Re: Ietf-languages Digest, Vol 24, Issue 5

[Date Prev][Date Next][Thread Prev][Thread Next][Date Index][Thread Index]

 



Gentlemen,
I see several points discussed here which are/are not of the same order and seem confusing the issue.


1. the discussion creeps from Harald's RFC 3066 to Multilingual Internet. It seems strange to discuss byte oriented details without having first a Multilingual framework telling what is the scope of the discussion and its implications (which are certainly major) on the whole Internet architecture. I submit that an IAB guidance is first necessary. Before going any further a true WG-Multilingualism should be created and open to everyone (a private IETF-Language lists should be an interim situation towards such a WG)

2. I see quoted "RFC 3066bis" as a document. The RFC Editor seems to ignore that RFC? Where can I find it?

3. there are at least four different levels:

- what is Multilingualism vs. vernacularism (there are 6000 human languages but a standard should be able to support non scripted and computer generated and past languages, what may lead to millions of references).

- vernacular granularity has nothing to do with geography and countries. The way this inserts into the general digital convergence (is the IANA the proper register?). The time relation to other standards which calls for a kind of "time hierarchy" : a cross standard consistent rule on the way to support permanence.

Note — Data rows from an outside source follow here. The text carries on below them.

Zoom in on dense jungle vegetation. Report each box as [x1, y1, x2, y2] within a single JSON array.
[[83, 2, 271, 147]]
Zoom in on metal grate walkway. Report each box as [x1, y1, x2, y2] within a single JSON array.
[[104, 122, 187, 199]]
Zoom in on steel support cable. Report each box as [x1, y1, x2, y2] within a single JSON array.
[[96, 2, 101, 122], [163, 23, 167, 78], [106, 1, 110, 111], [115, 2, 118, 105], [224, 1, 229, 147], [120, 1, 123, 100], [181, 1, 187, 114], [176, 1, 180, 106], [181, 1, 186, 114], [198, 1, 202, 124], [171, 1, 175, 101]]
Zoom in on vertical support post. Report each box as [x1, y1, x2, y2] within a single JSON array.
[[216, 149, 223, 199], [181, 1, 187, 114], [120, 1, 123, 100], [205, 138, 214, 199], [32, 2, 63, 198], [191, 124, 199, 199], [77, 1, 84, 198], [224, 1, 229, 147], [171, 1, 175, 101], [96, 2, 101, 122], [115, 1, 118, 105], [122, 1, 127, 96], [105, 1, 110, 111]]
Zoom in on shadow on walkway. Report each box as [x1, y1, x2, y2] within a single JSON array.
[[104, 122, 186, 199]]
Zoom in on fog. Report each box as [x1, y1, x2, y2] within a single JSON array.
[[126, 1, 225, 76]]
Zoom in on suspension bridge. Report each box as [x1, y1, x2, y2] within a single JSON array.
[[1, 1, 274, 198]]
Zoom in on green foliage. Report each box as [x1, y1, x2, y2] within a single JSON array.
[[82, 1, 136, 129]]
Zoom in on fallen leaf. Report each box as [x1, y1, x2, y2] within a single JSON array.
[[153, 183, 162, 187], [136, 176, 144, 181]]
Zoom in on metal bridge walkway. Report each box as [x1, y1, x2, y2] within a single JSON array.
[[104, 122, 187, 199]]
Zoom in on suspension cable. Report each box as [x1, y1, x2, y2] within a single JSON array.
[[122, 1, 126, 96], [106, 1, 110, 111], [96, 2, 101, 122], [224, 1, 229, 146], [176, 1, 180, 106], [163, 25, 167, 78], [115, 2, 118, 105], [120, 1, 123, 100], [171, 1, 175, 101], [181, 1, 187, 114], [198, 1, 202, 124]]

- the tag's semantic itself. This seems manageable from the vairous exchanges, but calls for a unique comprehensive and maintained document for parsers (programs and people having to sort language issues), what is different from the RFC culture.

- the multilingual (not uni/bilingual) tag description which is necessary for the different languages accompanying culture/databases to identify the same language.

IMHO the sub-tag granularity is to match the real life and research granularity. This does not mean that each tag must be registered but that each sovereign, authoritative or historical language/cultural oriented source must be able to register its own sub-tag and to mutually reduce possible conflicts among themselves (the trade-off is between a standard which would conflict with reality, and a reality conflict resilient flexible standard). The same as the IANA is not in the business of defining countries (Jon Postel, RFC 1591) it should not be in the business of defining languages.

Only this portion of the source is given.